Chronique de WATHIE
C’est parti pour un mois de ferveur, de communion. La Coupe d’Afrique des Nations (CAN) a démarré. Les drapeaux sont hissés, il n’est plus question de faim, famine ou chômage, tous sont rassasiés. Paul Barthélemy Biya’a peut parader. Quand il arrivait au pouvoir, aucun des joueurs camerounais n’avait vu le jour. Mais pour avoir construit plus de stades que d’universités, il est acclamé par des foules en liesses, heureuses de l’apercevoir niché dans une limousine, les deux bras vers le ciel qui l’a élu.
Paul Barthélemy Biya’a a donné le coup d’envoi de la Coupe d’Afrique des Nations (CAN) qui démarre ce dimanche 9 janvier 2022 dans son pays. A 88 ans, le plus âgé des chefs d’Etat africains s’est présenté dans un stade d’Olembé flambant neuf à bord d’une limousine pour assister à un match d’ouverture dont aucun des joueurs n’avait vu le jour en novembre 1982 quand il prenait le pouvoir. Si Paul Biya se donne autant de mal, c’est parce qu’il a très tôt compris que le football pouvait être l’opium perpétuant son règne.

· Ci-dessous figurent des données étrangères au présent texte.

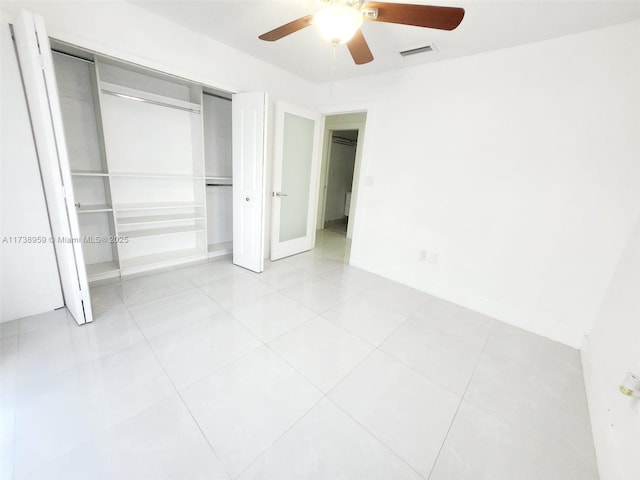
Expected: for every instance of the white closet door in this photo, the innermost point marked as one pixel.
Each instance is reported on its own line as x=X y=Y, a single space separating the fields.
x=34 y=55
x=296 y=170
x=249 y=160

En effet, en 1984, alors que le Cameroun célébrait ses « Lions indomptables » qui venaient de remporter la CAN, le président Biya, qui succédait deux ans plus tôt à Ahmadou Ahidjo, fît cas d’une tentative de coup d’Etat pour évincer l’essentiel de ses opposants. Alors que ses compatriotes n’avaient d’yeux et d’oreilles que pour le ballon rond, Paul Biya neutralisait toutes les figures susceptibles ou désignées comme tel de compliquer sa gouvernance. Une chasse aux sorcières qui ne s’était pas limitée aux membres de la Garde présidentielle accusés d’avoir perpétré le putsch manqué. Même son prédécesseur, qui avait démissionné pour lui permettre d’accéder au pouvoir, fut accusé d’être parmi les commanditaires du coup d’Etat manqué, jugé et condamné. Les appels à manifester étaient noyés par les cris d’allégresse célébrant les footballeurs qui venaient de décrocher, en terre ivoirienne, la première coupe d’Afrique de leur histoire.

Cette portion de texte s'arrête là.